The television remains tuned to reruns of Gunsmoke, Bonanza, and other cowboy fictions.

Some wear their wounds externally: amputations, scarifications, canes, walkers, wheelchairs. Others bear theirs internally: PTSD, general malaise, substance abuse, homelessness. There is a taint of some war, a subtle scent, that is not medicinal and not always obvious, yet all – all have been affected.

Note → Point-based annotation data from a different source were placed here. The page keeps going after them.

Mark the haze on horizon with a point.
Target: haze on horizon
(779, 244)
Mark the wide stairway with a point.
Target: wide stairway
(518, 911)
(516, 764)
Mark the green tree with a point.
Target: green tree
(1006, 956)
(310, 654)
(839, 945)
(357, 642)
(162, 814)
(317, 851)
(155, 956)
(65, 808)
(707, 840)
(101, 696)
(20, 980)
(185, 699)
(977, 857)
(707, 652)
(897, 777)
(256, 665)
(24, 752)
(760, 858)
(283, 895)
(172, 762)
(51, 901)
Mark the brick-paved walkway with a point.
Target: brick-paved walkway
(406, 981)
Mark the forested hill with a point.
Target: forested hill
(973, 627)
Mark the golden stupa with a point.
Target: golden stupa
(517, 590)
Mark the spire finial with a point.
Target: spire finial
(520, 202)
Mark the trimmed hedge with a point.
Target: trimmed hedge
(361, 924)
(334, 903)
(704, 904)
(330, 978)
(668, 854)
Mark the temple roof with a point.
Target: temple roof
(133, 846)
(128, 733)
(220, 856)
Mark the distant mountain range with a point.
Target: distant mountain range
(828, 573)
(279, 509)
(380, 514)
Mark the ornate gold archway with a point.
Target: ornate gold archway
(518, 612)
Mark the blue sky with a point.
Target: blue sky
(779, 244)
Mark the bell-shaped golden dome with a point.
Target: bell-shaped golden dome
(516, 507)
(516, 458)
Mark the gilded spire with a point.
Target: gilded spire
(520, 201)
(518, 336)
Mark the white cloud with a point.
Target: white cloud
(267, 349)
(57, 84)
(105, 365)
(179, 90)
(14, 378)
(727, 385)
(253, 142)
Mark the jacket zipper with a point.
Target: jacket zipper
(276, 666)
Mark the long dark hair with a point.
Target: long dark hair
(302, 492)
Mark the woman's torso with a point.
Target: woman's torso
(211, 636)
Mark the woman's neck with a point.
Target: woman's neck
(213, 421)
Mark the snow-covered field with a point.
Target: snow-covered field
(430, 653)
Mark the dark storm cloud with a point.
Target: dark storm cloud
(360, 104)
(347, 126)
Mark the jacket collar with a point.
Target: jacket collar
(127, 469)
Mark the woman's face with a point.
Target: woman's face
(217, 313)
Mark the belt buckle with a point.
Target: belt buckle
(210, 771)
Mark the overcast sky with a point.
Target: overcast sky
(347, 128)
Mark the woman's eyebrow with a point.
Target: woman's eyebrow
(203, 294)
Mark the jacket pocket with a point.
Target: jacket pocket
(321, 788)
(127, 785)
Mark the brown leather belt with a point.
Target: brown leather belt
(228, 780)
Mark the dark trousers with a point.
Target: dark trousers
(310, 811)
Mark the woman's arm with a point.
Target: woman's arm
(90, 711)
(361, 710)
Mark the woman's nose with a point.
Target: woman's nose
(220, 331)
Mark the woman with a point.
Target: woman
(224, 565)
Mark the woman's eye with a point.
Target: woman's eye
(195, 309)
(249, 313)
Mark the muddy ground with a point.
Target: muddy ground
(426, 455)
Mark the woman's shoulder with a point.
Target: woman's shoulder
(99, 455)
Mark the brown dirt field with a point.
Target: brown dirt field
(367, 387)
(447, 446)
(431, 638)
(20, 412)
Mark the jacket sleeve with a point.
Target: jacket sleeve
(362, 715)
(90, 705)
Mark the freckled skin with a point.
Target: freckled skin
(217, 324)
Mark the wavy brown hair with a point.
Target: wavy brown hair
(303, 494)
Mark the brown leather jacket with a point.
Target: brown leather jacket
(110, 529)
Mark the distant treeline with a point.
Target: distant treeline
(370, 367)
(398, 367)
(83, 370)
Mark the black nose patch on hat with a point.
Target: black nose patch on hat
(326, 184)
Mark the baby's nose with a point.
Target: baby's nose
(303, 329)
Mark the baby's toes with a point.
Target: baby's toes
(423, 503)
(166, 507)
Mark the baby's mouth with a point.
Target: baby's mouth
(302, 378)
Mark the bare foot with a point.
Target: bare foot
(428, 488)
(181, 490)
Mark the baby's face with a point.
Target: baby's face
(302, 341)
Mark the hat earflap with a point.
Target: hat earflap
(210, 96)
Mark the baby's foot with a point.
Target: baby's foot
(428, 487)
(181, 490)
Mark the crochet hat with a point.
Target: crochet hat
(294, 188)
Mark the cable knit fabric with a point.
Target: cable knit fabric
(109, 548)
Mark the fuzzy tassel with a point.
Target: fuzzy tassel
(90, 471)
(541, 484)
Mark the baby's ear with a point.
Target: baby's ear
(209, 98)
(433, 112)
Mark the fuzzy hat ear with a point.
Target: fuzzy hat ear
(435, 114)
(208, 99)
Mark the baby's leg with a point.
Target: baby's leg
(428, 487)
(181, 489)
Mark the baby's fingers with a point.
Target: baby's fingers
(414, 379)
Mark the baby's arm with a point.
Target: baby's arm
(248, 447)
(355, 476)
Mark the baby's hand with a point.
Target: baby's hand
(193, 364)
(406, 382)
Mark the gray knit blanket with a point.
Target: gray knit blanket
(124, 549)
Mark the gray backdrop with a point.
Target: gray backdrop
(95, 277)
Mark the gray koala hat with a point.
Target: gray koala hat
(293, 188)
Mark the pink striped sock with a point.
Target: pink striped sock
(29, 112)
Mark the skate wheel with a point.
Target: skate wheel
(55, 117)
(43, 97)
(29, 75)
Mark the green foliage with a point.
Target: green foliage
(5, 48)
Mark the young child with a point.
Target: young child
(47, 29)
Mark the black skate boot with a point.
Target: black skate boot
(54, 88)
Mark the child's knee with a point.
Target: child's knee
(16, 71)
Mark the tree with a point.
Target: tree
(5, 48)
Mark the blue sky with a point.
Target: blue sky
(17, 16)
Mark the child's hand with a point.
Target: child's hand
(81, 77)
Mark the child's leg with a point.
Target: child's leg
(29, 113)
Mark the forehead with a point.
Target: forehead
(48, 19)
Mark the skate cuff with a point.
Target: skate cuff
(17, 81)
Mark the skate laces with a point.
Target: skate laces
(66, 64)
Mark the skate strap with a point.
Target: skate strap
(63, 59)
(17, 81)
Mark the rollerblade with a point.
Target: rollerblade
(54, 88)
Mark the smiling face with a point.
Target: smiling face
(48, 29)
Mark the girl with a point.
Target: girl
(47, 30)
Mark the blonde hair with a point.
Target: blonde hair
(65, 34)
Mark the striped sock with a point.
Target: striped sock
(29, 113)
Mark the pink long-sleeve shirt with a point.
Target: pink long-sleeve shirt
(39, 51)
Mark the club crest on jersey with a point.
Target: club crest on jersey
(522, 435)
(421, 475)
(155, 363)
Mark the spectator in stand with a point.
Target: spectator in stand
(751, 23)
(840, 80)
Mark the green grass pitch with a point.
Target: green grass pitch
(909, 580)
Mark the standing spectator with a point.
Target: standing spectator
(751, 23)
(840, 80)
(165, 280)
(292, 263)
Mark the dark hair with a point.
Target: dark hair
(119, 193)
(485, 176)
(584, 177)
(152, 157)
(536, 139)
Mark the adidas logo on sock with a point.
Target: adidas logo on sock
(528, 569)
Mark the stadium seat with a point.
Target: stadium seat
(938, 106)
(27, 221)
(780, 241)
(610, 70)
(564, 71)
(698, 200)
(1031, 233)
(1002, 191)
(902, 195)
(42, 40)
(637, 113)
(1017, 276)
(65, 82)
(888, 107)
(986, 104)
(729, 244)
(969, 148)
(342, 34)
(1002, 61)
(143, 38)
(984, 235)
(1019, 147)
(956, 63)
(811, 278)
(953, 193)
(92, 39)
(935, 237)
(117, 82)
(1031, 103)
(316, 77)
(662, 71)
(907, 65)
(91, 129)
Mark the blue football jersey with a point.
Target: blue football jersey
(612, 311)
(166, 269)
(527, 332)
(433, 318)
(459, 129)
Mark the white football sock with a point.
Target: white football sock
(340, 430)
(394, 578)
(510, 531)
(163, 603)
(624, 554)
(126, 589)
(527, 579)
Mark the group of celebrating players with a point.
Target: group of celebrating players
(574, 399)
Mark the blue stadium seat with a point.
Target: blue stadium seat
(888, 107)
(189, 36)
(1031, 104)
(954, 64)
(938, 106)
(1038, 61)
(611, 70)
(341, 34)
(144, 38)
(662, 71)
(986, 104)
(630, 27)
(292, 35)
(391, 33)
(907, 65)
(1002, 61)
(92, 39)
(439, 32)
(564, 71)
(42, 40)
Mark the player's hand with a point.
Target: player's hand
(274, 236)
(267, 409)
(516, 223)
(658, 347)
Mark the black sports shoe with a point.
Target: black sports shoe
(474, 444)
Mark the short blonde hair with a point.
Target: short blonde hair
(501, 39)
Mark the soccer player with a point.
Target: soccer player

Many suffer an accumulation of accidents, otherwise they would not still be here, still waiting. Here, where they wage another war, a visual combat of braggadocio, armed with baseball caps bearing each veteran’s venue: Pearl Harbor Survivor, World War II Vet, Korea, Vietnam, Iraq, Afghanistan. Some are emblazoned with additions: unit designations, multi-colored theater ribbons, armed service declarations – Marine Corps, Army, Navy, Air Force.

The old mix with the young and an increasing number of women, many scarred by wounds of sexual trauma for which they may receive some compensation, but never a Purple Heart. This could be the case with the newest patient to the ER …

A woman, a mother, perhaps wife or girlfriend, is brought in on a gurney by two paramedics. A man, her father (?), perhaps husband or boyfriend or whatever, walks along with her, as well as Joe-Joe, about eight or so. Joe-Joe is promptly told, “Go have a seat, Joe-Joe!” by the father or step-father or boyfriend or whatever.

He – the husband/father, etc. – affects a tone of disinterest toward both the woman and the boy, conversing only with the paramedics and the male admissions’ nurse, all three in their pastel uniforms. The woman is either unconscious or has decided not to actively participate with anyone in this triage process, including the boy. She does not respond to the emotionless pat on the hand administered to her by the nurse any more than she does to the other man’s ongoing berating of her and, presumably, her actions.

Eyes closed. Arms crossed. Lying on her side. Encircled by loose straps, if not by love. The paramedics want to plant her somewhere and return to their van. She is wearing a wedding band, which may actually signify little – except perhaps to the boy, who, still seated, continues to play a game on his phone. She has long, silver, glistening fingernails and the mien of a high-class woman fallen on harder times than she expected.

My mind constructs her attempted suicide, for no real reason than the slack straps lightly hugging her cocooned posture and flecks of vomit on her pinked lips. The three males surrounding her – four if you can count the boy – seem to have been here before, if I am judging correctly by their relative lack of interest. This appears confirmed as the nurse addresses her - “Jill! Jill, can you hear me?” - but without a response.

If SHE is the veteran, I want to know the backstory; if HE – her male non-companionable consort – is the veteran, then I want his story. But too late, the nurse directs the paramedics to take her back into the bowels of the emergency room. The man and the boy follow slowly, reluctantly.

The occupants in the seating area return to more hours of normal, waiting somnolence. With dawn the air conditioner comes on with a roar much like that of an oven in a crematorium. I continue to wait with those left behind in the waiting room.